COMMENT:THE POLITICS OF SUNLIGHT

It is the consensus of medical opinion that the risks of skin cancer, including malignant melanoma, are increased by exposure to the


ultraviolet component of sunlight. This view is the basis of the public health campaign which urges people to protect themselves from the sun using high-factor sunscreens whenever they expose themselves. The reason for the campaign is that the incidence of melanoma in the UK has increased steadily since the 1930s.


But is this campaign well-founded? Melanoma is in fact more common in indoor than in outdoor workers, in contrast to other types of skin cancer (J of Royal College of Physicians, April 1987). The simplest explanation of this would be that UV exposure actually reduces the risk of melanoma. Nevertheless, scientists argue that the increase in melanoma is “probably” due to intermittent high exposure to sunlight rather than chronic exposure. This argument is supported by the observation that only since the 1920s have people wanted suntans; before that, a pale skin was a sign of higher social class, and only outdoor workers were suntanned. This social trend seems to coincide with the serious increase in melanoma over the same period.


What is the evidence? Sorahan and Grimley carried out a study (Br J Cancer, 1985; 52: 765-769) of 58 cases of malignant melanoma to test whether the disease was associated with “taking holidays abroad in a hot climate” and other possible factors. They found a statistically significant association with the type of skin that burns easily, bouts of painful sunburn and a number of moles but no such association with intense, intermittent exposure during holidays.


This finding is not mentioned in the summary of their paper; clearly they are embarrassed by their failure to confirm the consensus view. Scientists reacted to this finding, not by questioning the consensus, but by inserting the word “probably” into all their assertions about the etiology of melanoma.

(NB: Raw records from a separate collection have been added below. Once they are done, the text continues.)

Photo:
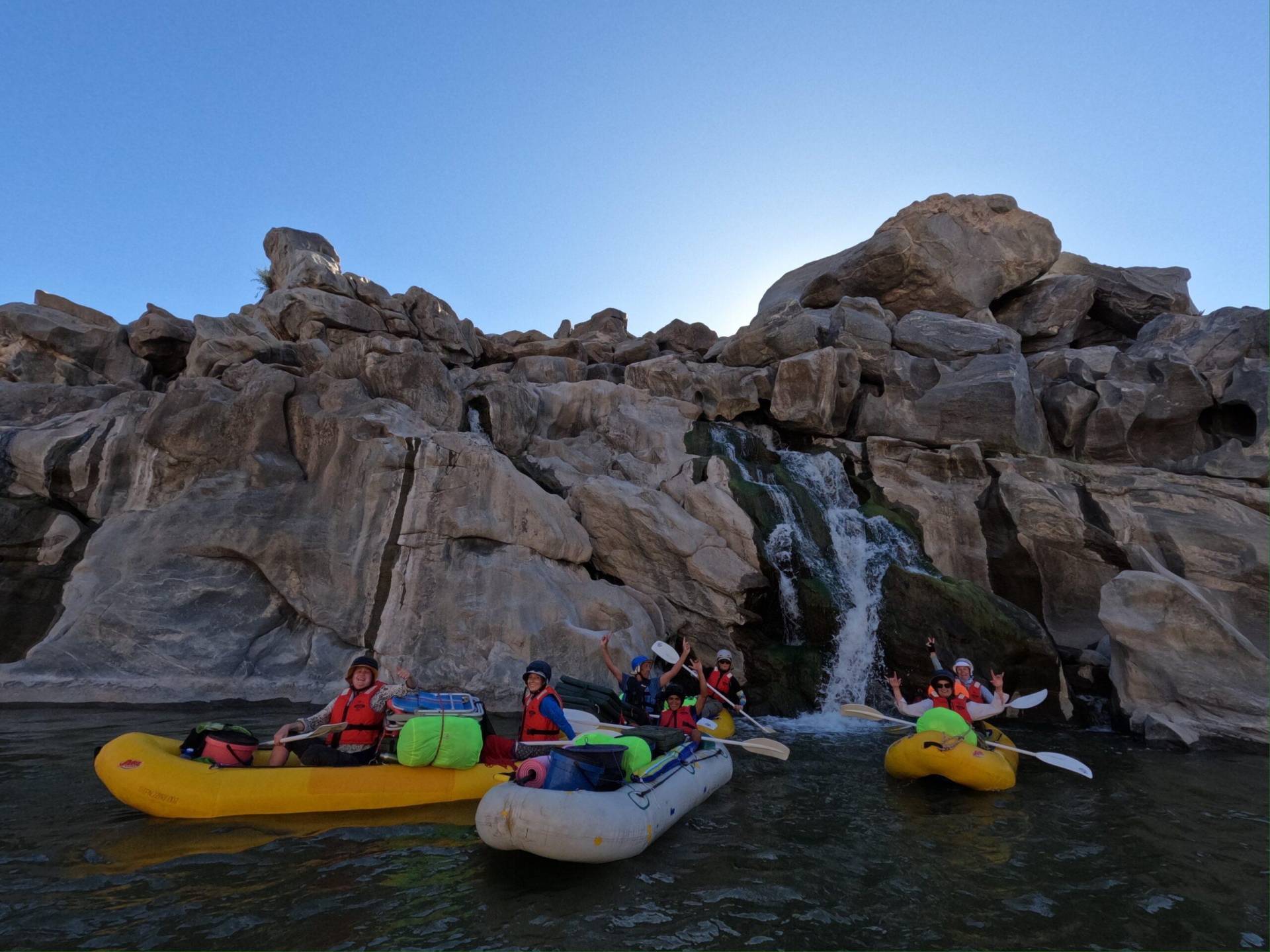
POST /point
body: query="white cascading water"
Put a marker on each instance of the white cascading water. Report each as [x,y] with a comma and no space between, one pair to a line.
[851,571]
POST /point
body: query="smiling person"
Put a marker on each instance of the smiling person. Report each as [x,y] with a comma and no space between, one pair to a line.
[640,691]
[977,691]
[947,691]
[541,719]
[362,706]
[722,680]
[676,715]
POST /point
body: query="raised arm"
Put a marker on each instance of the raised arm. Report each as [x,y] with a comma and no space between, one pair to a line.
[996,706]
[677,666]
[701,683]
[609,660]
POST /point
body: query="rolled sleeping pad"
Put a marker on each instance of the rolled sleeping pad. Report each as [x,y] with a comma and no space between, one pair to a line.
[532,772]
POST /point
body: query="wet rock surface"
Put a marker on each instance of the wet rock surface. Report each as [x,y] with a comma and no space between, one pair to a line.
[1062,461]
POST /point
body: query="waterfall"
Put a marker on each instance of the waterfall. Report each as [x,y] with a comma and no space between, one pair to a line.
[814,498]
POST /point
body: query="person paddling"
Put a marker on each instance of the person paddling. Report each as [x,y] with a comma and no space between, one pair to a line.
[541,719]
[361,705]
[640,691]
[977,691]
[947,691]
[676,715]
[722,680]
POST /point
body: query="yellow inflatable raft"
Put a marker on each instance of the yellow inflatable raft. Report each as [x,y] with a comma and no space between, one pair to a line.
[724,727]
[934,753]
[145,772]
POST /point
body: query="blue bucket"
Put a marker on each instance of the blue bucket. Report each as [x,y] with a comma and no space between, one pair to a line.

Scientists forget that the human body evolved in sunny conditions, long before we started wearing clothes or living in houses.


An alternative hypothesis is that the effect of UV on the body is non-linear; that very high and low exposures can both be harmful, and that moderate exposure is healthy. This implies that the effect of UV is complex, with both helpful and harmful components. Some helpful effects are well known: UV is essential to the synthesis of vitamin D in the body, but most scientists see this as relatively unimportant, because vitamin D can also be obtained from the diet. Helpful effects of sunlight on cancer have not been much explored.


One scientist who did consider this possibility was Dr S Peller, who analyzed all cancer deaths in the US Navy in the years 1929-1946 (American Journal of Medical Science, 1937; 194: 326-33). He found that Navy personnel on active service had three times the skin cancer mortality of the civil US population of comparable ages, but only 56 per cent of the total death rate from cancer. He saw an obvious connection with the greater amount of sunlight to which men serving on the Navy at that time were exposed. This study strongly suggests that UV does have a duel effect, with the helpful component predominating in internal cancers, and the harmful component in skin cancers.


If this is true, the current health education campaign may be misguided. If people avoid the sun and use high-factor sunscreens, the effect may be to increase the incidence of other fatal cancers.


How did connections between increased UV exposure and increased incidence of melanoma come about? The genesis of the campaign was the melanoma research by Dr Rona MacKie in Scotland, and its welcome by members of the British Photodermatology Group. Dermatologists see patients with many skin complaints that are clearly related to UV exposure, though some of these same complaints also respond to treatment with narrow-range UV radiation, either UVA or UVB. Dermatologists are not concerned with internal cancers; their interest in the body is literally skin-deep. Dr MacKie’s 1987 paper was guarded about the etiology of melanoma, but recommended sunscreens for people with the type of skin that burns easily, mainly because some melanoma patients had a history of bad sunburn. The paper was issued as a report of the Royal College of Physicians.


The cause was then taken up by the Cancer Research Campaign. Their pamphlet is based quite closely on Dr MacKie’s paper, even saying “we do not know whether prolonged exposure to UVA is linked with melanoma”, but it puts across a much stronger message. It recommends sunscreens without reservation, adding the assertion “although UVA does not burn the skin, it can do hidden damage inside it”.


Most doctors and scientists know little about skin cancer, and have


not read any of the original papers. Scientific knowledge of the etiology of skin cancer is incomplete. If there is a consensus, it has not come about through the impersonal dissemination of scientific data, but through an essentially political process doctors have been persuaded to adopt the opinions of a small group of dermatologists as proven facts. The Cancer Research Campaign has committed extensive resources to promote this view, and has incidentally gained much useful publicity for itself.


The danger is that assumptions about the harmful effects of UV are now limiting the scope by narrowing the range of questions that people ask, and blocking other avenues which could be fruitful. Do we know so much about cancer that we can afford to limit our research in this way?